Epidemiology. 2018 Jan;29(1):58-66. doi: 10.1097/EDE.0000000000000765.
Epidemiologists have long used case-control and related study designs to enhance variability of response and information available to estimate exposure-disease associations. Less has been done for longitudinal data.
We discuss an epidemiological study design and analysis approach for longitudinal binary response data. We seek to gain statistical efficiency by oversampling relatively informative subjects for inclusion into the sample. In this methodological demonstration, we develop this concept by sampling repeatedly from an existing cohort study to estimate the relationship of chronic obstructive pulmonary disease to past-year smoking in a panel of baseline smokers. To account for oversampling, we describe a sequential offsetted regressions approach for valid inferences in this setting.

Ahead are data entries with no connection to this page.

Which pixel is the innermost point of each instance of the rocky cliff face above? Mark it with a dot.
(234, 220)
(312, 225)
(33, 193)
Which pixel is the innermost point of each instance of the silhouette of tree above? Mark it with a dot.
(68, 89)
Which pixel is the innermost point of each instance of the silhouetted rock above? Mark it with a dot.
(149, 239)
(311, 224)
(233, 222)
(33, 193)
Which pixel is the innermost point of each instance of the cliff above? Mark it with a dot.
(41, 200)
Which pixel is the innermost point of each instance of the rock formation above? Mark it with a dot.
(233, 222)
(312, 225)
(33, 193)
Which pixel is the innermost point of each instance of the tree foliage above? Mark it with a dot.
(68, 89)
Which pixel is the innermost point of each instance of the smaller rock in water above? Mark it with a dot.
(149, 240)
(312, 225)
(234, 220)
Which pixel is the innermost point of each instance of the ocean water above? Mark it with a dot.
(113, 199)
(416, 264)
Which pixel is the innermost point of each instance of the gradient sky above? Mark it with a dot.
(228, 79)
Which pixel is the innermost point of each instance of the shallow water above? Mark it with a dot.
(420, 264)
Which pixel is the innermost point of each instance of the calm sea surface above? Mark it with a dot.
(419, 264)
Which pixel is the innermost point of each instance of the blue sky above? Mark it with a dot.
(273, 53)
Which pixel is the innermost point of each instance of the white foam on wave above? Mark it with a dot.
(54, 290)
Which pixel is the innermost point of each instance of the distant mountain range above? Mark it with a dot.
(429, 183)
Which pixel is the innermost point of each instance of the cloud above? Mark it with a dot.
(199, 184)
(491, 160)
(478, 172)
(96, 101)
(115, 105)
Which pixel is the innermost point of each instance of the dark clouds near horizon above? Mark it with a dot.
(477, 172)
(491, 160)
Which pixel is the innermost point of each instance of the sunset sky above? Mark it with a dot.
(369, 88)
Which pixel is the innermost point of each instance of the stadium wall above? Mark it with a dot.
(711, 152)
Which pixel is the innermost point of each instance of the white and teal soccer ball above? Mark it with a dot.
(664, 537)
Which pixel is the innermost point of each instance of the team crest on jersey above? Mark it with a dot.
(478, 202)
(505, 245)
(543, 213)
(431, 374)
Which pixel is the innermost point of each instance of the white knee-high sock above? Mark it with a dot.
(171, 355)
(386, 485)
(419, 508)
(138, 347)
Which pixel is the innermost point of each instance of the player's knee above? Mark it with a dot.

Targeted sampling can lead to increased statistical efficiency when combined with sequential offsetted regressions. Efficiency gains are degraded with increased prevalence of the disease response variable, with decreased association between the sampling variable and the response, and with other design and analysis parameters, providing guidance to those wishing to use these types of designs in the future.
These designs hold promise for efficient use of resources in longitudinal cohort studies.
长期以来,流行病学家一直使用病例对照和相关研究设计来增强反应的可变性和提供更多信息,以估计暴露与疾病之间的关联。对于纵向数据,这方面的工作做得较少。
我们讨论了一种用于纵向二分类反应数据的流行病学研究设计和分析方法。我们试图通过对相对信息丰富的受试者进行过采样,来提高统计效率,以便将其纳入样本。在这个方法演示中,我们通过从现有的队列研究中重复抽样,来估计在一组基线吸烟者中,慢性阻塞性肺疾病与过去一年吸烟的关系。为了考虑过采样,我们描述了一种顺序偏移回归方法,以便在这种情况下进行有效的推断。
当与顺序偏移回归相结合时,目标采样可以提高统计效率。随着疾病反应变量的流行率增加、采样变量与反应之间的相关性降低以及其他设计和分析参数的变化,效率增益会降低,为那些希望将来使用这些类型设计的人提供了指导。
这些设计为在纵向队列研究中有效地利用资源提供了希望。